15/10/2014

Le Peuple est souverain, mais depuis le 9 février 2014 les pressions sur notre démocratie sont très fortes

Ce qui distingue notre nation d’autres pays dits démocratiques, c’est l’initiative : l’outil politique au service du peuple !  Aujourd’hui, la méfiance persistante du politique envers le citoyen, conduit de nombreux élus fédéraux à tailler dans nos droits populaires. C’est suite à l’acceptation des initiatives sur le renvoi des criminels étrangers, l’interdiction des minarets ou encore la limitation de l’immigration de masse qu’une majorité d’élus fédéraux ont imaginé restreindre notre droit d’initiative.

Durant de longs mois on nous a servi le respect du droit international ainsi que la convention des droits de l’homme pour ne pas donner suite aux dernières initiatives soutenues par le peuple. Aujourd’hui les adversaires de notre démocratie directe recherchent par voies détournées des artifices pour ne pas appliquer la volonté du peuple. L’UDC est aujourd’hui bien seule à se battre à juste titre contre de nombreux europhiles pour que notre pays ne s’agenouille plus devant le pouvoir et les juges étrangers.

Cette situation pousse les défenseurs de nos droits démocratiques qui me comptent dans leurs rangs, à réfléchir au lancement d’une initiative donnant la priorité au droit suisse par rapport au droit étranger. Cet engagement est nécessaire pour lutter contre la volonté de l’UE d’exiger le "rattachement institutionnel" de la Suisse au droit de ses voisins.

Réduire nos droits démocratiques, c’est accepter une perte de souveraineté et abandonner une partie de notre indépendance. C’est aussi diminuer notre degré d'autodétermination et les bases d’une adhésion insidieuse à l'UE. Ne nous laissons pas berner par celles et ceux qui veulent supprimer les outils de notre démocratie directe par une limitation des initiatives populaires car ils partagent le secret espoir de rendre le système politique de la Suisse compatible avec l’UE !

 

04/02/2011

Télé-Brélaz, l'UDC ne participera pas à cette parodie de la démocratie

La Municipalité de Lausanne a chargé la société Médiaprofil d'animer les élections 2011 pour le compte de la Ville de Lausanne sur son «canal de service». Dans un premier temps, il s'agit de réaliser, puis de diffuser en boucle un entretien de quinze minutes avec chaque candidat à la Municipalité. Ensuite, il est aussi prévu de réaliser trois débats de 30 minutes au casino de Montbenon. Chaque débat portera sur deux thèmes dont le contenu sera donné par la Municipalité le moment venu.

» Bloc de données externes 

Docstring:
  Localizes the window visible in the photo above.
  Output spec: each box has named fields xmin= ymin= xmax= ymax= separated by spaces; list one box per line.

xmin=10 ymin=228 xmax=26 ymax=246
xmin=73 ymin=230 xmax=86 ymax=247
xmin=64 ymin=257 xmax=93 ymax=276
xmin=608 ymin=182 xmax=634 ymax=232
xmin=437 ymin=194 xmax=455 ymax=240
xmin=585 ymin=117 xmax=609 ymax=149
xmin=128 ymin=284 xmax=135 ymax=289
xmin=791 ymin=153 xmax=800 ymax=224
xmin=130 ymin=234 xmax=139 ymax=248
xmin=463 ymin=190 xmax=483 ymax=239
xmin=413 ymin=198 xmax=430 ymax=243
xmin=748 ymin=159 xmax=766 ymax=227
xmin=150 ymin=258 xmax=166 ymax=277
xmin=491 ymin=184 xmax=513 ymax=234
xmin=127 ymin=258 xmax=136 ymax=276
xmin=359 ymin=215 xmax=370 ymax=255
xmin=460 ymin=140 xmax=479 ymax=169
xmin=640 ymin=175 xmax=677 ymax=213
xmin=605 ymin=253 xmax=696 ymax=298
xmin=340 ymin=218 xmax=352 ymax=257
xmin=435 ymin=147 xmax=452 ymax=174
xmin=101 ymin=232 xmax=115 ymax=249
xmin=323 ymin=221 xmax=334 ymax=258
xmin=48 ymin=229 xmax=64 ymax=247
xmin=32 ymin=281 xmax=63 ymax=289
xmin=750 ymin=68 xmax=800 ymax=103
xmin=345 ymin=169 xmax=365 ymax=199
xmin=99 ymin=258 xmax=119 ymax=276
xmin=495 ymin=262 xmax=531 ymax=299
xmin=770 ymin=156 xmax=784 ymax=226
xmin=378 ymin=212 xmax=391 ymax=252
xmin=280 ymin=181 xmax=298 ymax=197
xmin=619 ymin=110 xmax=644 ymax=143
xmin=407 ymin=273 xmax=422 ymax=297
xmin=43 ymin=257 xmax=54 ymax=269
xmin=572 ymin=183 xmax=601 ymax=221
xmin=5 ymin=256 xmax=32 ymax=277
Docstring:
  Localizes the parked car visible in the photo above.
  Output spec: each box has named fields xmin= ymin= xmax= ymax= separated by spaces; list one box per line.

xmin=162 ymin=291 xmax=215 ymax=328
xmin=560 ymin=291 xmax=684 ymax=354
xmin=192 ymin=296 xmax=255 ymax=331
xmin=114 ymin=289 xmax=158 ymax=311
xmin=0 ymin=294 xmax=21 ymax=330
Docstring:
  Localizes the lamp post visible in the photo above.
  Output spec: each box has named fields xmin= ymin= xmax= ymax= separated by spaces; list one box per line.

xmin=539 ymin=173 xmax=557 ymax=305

Avec le projet «Télé-Brélaz» la Municipalité de Lausanne et la majorité de gauche du Conseil communal tentent d'imposer les thèmes de la campagne électorale en introduisant un nouveau vecteur de communication tout à sa botte et scandaleusement à la charge des contribuables. C'est 190'000 francs qui sont ainsi prélevés sur les impôts des contribuables lausannois par la Municipalité pour imposer le format, les modalités et les thèmes des émissions aux candidats et aux partis politiques. C'est ce qui s'appelle ni plus ni moins un détournement de fonds publics aux fins de propagande !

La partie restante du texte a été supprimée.